Allarmanti i dati diffusi dall’Istat sulle cifre degli inoccupati. Nel 2011, infatti, gli inattivi che non cercano un impiego, ma sono disponibili a lavorare, raggiungono il livello più elevato dal 2004: sono 2 milioni 897 mila, in aumento del 4,8% (+133 mila unità) rispetto al 2010. La quota di questi inattivi rispetto alle forze di lavoro cresce tra il 2010 e il 2011, passando dall’11,1% all’11,6%, dato questo superiore di oltre tre volte a quello medio europeo (3,6%). In questo contesto, il divario di genere continua a rimanere elevato. Nella media dello scorso anno, le donne che appartengono a questo gruppo di inattivi corrispondono al 16,8% delle forze di lavoro femminili, a fronte del 7,9 % degli uomini.

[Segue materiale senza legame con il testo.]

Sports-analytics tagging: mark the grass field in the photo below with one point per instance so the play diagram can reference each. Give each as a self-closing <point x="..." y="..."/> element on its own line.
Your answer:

Il gruppo – rende noto l’Istat – è fortemente caratterizzato dal fenomeno dello scoraggiamento: il 43% (circa 1,2 milioni di unità) dichiara di non aver cercato un impiego perché convinto di non riuscire a trovarlo. In Italia, gli inattivi che non cercano un impiego rappresentano un aggregato più ampio di quello dei disoccupati in senso stretto (2 milioni 108 mila nel 2011); nella media europea, invece, i disoccupati risultano pari a più del doppio di questi inattivi. Nel 2011, gli inattivi che cercano un impiego ma non sono disponibili a lavorare sono 121 mila unità (-4,4%, pari a 6 mila unità in meno in un anno). Si tratta dello 0,5% delle forze di lavoro (l’1% nell’Unione Europea).
Sommando le forze di lavoro potenziali ai disoccupati si ottengono le persone potenzialmente impiegabili nel processo produttivo: nel 2011 si tratta di circa 5 milioni di unità. Sempre nel 2011, i sottoccupati part time sono 451 mila unità (+3,9%, pari a 17 mila unità in più rispetto al 2010) e rappresentano l’1,8% del totale delle forze di lavoro. Nell’Unione Europea l’incidenza è pari al 3,6%.